The Nagas

Hill Peoples of Northeast India

Project Introduction The Naga Database

typescript - Nzemi folk tales collected by Ursula Graham Bower, 1940-1944

caption: 'The Otter' - myth
medium: notes
production:
person: Graham Bower/ Ursula
date: 1940-1944
acquirer:
person: Centre for South Asian Studies, Cambridge
refnum: box II file 2
text: THE OTTER.
text: A man used to set basket-traps to catch fish, but every night an otter came and ate the fish in the traps. The man was angry, and said: "Who is eating all my fish? I will set a trap." He set a trap and when the otter went to eat the fish in the basket-trap it could not get out again, and when the man came in the morning he found it.
text: "Ah!" he said. "So you are the one who has been eating my fish!
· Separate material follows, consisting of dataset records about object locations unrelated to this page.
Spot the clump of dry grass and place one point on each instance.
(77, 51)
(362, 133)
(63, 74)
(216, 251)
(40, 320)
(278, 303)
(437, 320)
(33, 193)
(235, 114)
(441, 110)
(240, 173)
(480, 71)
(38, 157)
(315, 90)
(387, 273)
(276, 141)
Now I shall take and eat you."
text: He went off carrying the otter in the basket, and when they came near the village the otter heard a pig grunting.
text: "What's that?" he asked.
text: "When I have killed and eaten you," said the man, "And go to the jungle to ease myself, the pig will come and eat the dung."
text: The otter was frightened, and when they had gone a little further and heard a cock crowing, he asked what that was.
text: "When the pig has eaten the dung and got rid of its droppings in turn," said the man. "The cock will come and eat them and so eat you up for the third time."
text: The otter was frightened still more, and said: "Don't eat me! Let me live, and I will give you a useful piece of advice."
text: "What is it?" said the man.
text: "When one of your children gets a fish-bone stuck in its throat," said the otter. "Take a piece of skin from an otter's throat and stroke the child's throat with it eight times, and say: 'This order the otter gave of old. If it goes down, it goes down, if it goes up, it goes up,' and the fish-bone will go one way or the other."
text: Then the man let the otter go, and to this day, when anyone gets a fish-bone stuck in his throat, men do as the otter told them.